SQL pipelines

This guide explains how to develop pipelines where some of all tasks are SQL scripts.

Quick Start

If you want to take a look at the sample pipeline, you have a few options:

Or run it locally:

ploomber examples --name spec-api-sql

Connecting to databases

Note: For a more detailed explanation on connecting to a database, see: Database configuration.

The first step to write a SQL pipeline is to tell Ploomber how to connect to the database, by providing a function that returns either a ploomber.clients.SQLAlchemyClient or a ploomber.clients.DBAPIClient. These two clients cover all databases supported by Python, even systems like Snowflake or Apache Hive.

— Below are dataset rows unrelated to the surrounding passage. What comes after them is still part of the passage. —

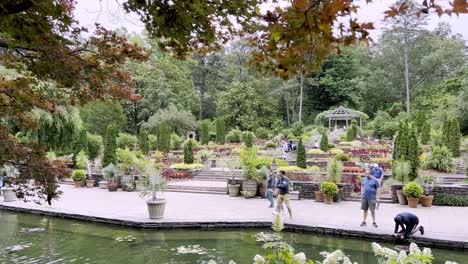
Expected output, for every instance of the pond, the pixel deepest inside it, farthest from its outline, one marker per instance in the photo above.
(28, 238)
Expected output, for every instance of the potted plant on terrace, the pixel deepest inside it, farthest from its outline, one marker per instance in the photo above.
(154, 184)
(78, 177)
(8, 172)
(413, 192)
(329, 190)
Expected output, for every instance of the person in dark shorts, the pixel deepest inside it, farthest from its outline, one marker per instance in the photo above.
(370, 196)
(409, 225)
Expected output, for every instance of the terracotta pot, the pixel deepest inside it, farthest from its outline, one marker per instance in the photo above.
(327, 199)
(156, 208)
(401, 198)
(413, 202)
(9, 194)
(112, 186)
(426, 200)
(78, 184)
(234, 190)
(318, 196)
(90, 183)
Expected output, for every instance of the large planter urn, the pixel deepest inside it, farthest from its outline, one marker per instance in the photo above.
(112, 186)
(327, 199)
(426, 200)
(9, 194)
(318, 196)
(413, 202)
(156, 208)
(234, 190)
(78, 184)
(401, 198)
(102, 184)
(294, 195)
(90, 183)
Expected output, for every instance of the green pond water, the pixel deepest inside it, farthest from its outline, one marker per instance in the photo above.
(28, 238)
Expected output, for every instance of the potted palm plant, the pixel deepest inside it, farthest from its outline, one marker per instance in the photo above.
(8, 172)
(154, 183)
(413, 192)
(401, 170)
(329, 190)
(78, 177)
(110, 172)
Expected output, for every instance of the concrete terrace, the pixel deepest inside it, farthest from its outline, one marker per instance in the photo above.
(445, 226)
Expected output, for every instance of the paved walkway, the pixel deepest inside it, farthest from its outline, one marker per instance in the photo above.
(441, 223)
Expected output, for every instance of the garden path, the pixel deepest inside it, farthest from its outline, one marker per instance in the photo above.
(445, 223)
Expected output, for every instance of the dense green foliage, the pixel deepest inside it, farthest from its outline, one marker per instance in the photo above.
(98, 115)
(188, 152)
(324, 142)
(301, 155)
(94, 146)
(440, 159)
(110, 146)
(143, 141)
(205, 132)
(220, 131)
(164, 137)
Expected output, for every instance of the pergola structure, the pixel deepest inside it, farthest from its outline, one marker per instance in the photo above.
(343, 114)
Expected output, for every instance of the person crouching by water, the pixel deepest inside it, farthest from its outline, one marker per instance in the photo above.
(271, 185)
(409, 225)
(283, 196)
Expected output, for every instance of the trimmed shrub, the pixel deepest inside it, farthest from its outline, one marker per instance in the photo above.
(79, 175)
(334, 169)
(440, 159)
(301, 155)
(262, 133)
(176, 141)
(449, 200)
(234, 136)
(413, 189)
(329, 188)
(164, 137)
(143, 142)
(125, 140)
(221, 131)
(188, 153)
(248, 138)
(153, 142)
(205, 132)
(110, 146)
(324, 142)
(94, 146)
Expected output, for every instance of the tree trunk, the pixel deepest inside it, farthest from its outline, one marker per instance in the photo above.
(300, 97)
(406, 67)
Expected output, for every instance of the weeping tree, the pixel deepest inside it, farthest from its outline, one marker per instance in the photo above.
(220, 130)
(205, 132)
(143, 141)
(110, 146)
(301, 155)
(188, 152)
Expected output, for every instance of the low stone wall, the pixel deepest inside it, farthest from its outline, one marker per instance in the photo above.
(308, 189)
(454, 189)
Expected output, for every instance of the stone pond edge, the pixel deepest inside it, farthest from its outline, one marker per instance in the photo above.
(210, 225)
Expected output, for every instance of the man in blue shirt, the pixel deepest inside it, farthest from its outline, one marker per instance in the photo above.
(369, 189)
(283, 196)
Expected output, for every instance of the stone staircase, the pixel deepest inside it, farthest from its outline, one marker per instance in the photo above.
(461, 168)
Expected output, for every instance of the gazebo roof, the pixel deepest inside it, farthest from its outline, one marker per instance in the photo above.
(341, 113)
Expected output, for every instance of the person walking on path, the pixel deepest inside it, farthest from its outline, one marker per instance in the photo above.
(283, 196)
(370, 186)
(271, 184)
(409, 225)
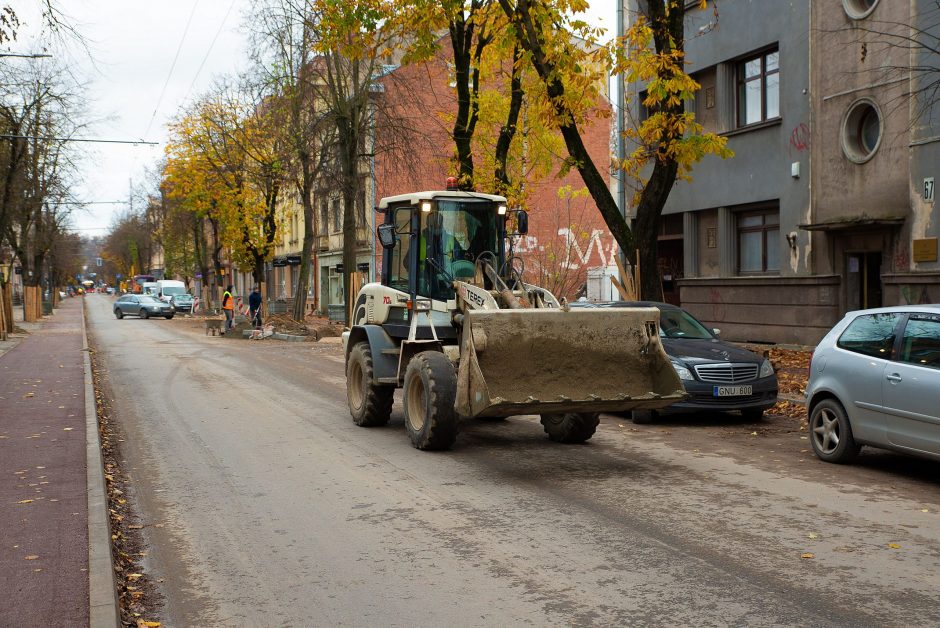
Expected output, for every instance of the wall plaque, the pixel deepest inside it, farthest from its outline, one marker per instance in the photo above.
(925, 250)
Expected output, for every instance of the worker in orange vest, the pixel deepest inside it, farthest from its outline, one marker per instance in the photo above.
(228, 306)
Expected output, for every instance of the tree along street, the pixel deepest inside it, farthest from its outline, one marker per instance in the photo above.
(263, 504)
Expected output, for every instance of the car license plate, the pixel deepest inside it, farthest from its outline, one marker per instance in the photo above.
(731, 391)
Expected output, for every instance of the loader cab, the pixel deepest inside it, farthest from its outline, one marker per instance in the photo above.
(438, 236)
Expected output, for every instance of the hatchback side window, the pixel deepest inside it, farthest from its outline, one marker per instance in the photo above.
(871, 334)
(921, 341)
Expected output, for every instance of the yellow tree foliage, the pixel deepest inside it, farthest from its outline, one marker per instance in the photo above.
(222, 162)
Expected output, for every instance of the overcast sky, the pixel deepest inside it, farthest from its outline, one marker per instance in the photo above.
(136, 87)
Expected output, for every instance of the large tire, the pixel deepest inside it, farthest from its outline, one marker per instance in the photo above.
(370, 404)
(831, 434)
(570, 428)
(430, 392)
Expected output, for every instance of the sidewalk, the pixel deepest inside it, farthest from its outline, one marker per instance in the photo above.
(51, 496)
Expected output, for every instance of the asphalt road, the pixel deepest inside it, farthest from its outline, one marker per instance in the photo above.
(265, 505)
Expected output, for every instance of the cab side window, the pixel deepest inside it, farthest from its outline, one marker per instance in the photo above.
(921, 341)
(871, 334)
(398, 271)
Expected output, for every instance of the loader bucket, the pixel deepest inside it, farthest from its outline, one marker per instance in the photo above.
(546, 361)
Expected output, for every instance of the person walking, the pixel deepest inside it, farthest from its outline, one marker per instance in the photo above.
(254, 306)
(228, 307)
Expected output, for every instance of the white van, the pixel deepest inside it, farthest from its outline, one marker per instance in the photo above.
(166, 288)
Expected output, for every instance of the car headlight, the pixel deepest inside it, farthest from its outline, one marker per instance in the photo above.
(766, 369)
(683, 372)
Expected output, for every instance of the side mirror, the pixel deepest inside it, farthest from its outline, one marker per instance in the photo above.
(522, 222)
(387, 236)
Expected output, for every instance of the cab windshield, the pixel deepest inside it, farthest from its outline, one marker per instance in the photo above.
(452, 238)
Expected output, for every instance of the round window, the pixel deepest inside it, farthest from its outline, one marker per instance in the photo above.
(859, 9)
(861, 131)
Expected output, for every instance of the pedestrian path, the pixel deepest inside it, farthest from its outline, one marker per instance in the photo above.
(44, 558)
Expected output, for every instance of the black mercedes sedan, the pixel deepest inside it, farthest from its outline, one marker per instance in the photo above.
(717, 375)
(142, 305)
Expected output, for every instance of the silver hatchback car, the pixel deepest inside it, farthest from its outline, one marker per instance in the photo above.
(875, 380)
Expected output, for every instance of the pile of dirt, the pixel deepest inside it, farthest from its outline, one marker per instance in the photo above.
(284, 324)
(324, 327)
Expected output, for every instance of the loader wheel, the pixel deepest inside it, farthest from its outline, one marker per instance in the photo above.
(570, 428)
(370, 404)
(430, 393)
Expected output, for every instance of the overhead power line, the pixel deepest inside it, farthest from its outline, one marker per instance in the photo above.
(176, 57)
(74, 139)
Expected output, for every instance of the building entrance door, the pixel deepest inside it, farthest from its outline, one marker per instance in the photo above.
(863, 280)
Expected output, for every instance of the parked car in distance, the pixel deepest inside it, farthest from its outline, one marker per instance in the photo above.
(182, 302)
(167, 288)
(142, 305)
(875, 380)
(717, 375)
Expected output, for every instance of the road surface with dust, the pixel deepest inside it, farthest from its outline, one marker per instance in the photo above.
(264, 505)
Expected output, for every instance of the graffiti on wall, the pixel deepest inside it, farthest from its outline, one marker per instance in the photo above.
(799, 138)
(597, 249)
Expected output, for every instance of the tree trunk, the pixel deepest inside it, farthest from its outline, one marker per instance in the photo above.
(4, 329)
(461, 37)
(303, 278)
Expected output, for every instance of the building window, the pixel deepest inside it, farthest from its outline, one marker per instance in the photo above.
(324, 217)
(758, 241)
(861, 131)
(759, 88)
(859, 9)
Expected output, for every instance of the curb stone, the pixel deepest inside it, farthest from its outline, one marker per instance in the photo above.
(102, 590)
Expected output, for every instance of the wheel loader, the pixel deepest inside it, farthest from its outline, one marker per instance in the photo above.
(455, 324)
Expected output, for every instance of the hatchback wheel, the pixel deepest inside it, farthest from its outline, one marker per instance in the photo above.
(831, 433)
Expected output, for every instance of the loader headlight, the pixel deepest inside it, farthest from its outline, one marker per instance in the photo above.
(766, 369)
(683, 372)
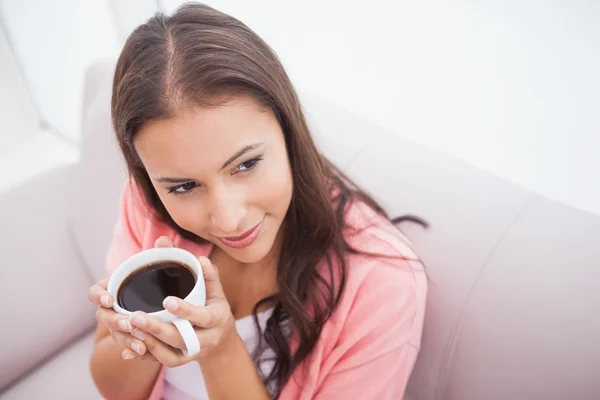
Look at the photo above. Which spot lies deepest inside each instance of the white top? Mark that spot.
(187, 383)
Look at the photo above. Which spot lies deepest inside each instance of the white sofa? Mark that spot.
(514, 300)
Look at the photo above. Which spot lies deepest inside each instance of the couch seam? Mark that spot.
(451, 347)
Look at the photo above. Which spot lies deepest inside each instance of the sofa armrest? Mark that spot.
(43, 283)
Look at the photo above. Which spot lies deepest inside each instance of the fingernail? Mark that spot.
(171, 304)
(124, 325)
(137, 348)
(138, 334)
(138, 321)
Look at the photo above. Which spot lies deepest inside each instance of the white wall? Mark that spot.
(510, 86)
(55, 41)
(17, 115)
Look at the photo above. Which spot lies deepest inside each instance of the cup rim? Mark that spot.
(144, 257)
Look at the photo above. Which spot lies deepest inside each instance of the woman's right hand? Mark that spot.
(118, 325)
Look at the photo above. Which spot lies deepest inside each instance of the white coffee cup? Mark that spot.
(196, 297)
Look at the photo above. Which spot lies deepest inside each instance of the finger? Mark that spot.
(163, 241)
(98, 295)
(214, 290)
(128, 354)
(214, 315)
(165, 354)
(144, 324)
(129, 342)
(112, 320)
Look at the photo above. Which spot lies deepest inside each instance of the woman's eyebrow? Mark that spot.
(240, 153)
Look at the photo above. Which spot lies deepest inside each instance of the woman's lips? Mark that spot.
(245, 239)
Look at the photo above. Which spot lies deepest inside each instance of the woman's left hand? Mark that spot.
(214, 323)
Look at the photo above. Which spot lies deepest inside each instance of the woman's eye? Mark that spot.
(247, 165)
(184, 188)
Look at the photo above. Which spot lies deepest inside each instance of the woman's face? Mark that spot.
(222, 173)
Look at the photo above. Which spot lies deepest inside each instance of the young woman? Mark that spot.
(317, 294)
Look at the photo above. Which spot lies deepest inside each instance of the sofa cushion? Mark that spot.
(65, 376)
(99, 176)
(42, 280)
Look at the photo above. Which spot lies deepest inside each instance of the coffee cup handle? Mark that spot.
(189, 336)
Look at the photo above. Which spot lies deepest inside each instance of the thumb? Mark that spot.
(163, 241)
(211, 279)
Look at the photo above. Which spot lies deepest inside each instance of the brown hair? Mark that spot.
(199, 56)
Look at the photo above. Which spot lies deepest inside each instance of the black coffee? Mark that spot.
(146, 288)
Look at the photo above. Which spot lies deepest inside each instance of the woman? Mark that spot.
(317, 294)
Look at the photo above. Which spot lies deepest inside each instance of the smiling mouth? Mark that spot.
(245, 239)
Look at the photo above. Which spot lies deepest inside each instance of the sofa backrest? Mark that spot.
(513, 300)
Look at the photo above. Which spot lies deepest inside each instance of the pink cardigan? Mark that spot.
(369, 346)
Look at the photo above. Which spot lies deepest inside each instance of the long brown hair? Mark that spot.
(200, 56)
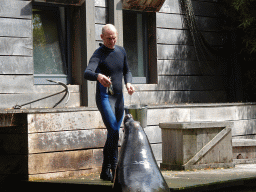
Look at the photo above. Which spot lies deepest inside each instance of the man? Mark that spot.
(108, 65)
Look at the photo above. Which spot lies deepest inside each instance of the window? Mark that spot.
(135, 44)
(49, 44)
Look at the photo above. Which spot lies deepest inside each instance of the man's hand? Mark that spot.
(130, 88)
(104, 80)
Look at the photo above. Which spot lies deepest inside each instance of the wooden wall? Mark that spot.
(16, 61)
(16, 51)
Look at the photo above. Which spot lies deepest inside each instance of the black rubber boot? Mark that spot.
(105, 173)
(113, 175)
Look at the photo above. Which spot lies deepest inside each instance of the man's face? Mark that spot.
(109, 38)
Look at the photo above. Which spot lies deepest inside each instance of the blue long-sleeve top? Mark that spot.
(112, 63)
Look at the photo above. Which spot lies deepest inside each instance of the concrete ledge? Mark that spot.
(196, 145)
(243, 142)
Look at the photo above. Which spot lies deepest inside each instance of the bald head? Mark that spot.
(109, 36)
(108, 27)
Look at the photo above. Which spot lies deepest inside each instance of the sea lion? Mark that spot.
(137, 170)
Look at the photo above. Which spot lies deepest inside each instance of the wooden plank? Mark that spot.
(178, 67)
(101, 15)
(12, 120)
(154, 134)
(173, 97)
(16, 65)
(183, 52)
(14, 144)
(64, 121)
(171, 21)
(15, 27)
(97, 164)
(174, 21)
(182, 37)
(60, 161)
(89, 86)
(66, 140)
(101, 3)
(13, 164)
(16, 9)
(170, 6)
(207, 9)
(16, 46)
(16, 83)
(208, 146)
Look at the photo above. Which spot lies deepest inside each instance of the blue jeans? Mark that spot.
(111, 108)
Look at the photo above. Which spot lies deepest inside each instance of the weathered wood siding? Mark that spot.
(16, 61)
(16, 51)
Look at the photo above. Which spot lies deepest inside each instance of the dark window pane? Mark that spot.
(134, 42)
(46, 41)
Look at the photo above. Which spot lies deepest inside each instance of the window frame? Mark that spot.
(64, 40)
(150, 43)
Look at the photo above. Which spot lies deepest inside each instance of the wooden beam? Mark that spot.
(116, 18)
(63, 2)
(208, 146)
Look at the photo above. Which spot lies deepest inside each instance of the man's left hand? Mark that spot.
(130, 88)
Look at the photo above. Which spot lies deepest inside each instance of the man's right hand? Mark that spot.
(104, 80)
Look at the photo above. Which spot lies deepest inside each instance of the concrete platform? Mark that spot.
(240, 178)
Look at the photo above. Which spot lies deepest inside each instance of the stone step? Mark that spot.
(244, 151)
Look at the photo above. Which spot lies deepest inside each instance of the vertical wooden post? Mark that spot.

SQLAlchemyClient takes a single argument, the database URI (Click here for documentation on sqlalchemy URIs.). As the name suggests, it uses SQLAlchemy under the hood, so any database supported by such library is supported as well. Below, there’s is an example that connects to a local SQLite database:

from ploomber.clients import SQLAlchemyClient

def get_client():
    return SQLAlchemyClient('sqlite:///database.db')

If SQLAlchemy doesn’t support your database, you must use ploomber.clients.DBAPIClient instead. Refer to the documentation for details.

Configuring the task client in pipeline.yaml

To configure your pipeline.yaml to run a SQL task, source must be a path to the SQL script. To indicate how to load the client, you have to include the client key:

tasks:
    source: sql/create-table.sql
    client: clients.get_client
    # task declaration continues...

client must be a dotted path to a function that instantiates a client. If your pipeline.yaml and clients.py are in the same folder, you should be able to do this directly. If they are in a different folder, you’ll have to ensure that the function is importable.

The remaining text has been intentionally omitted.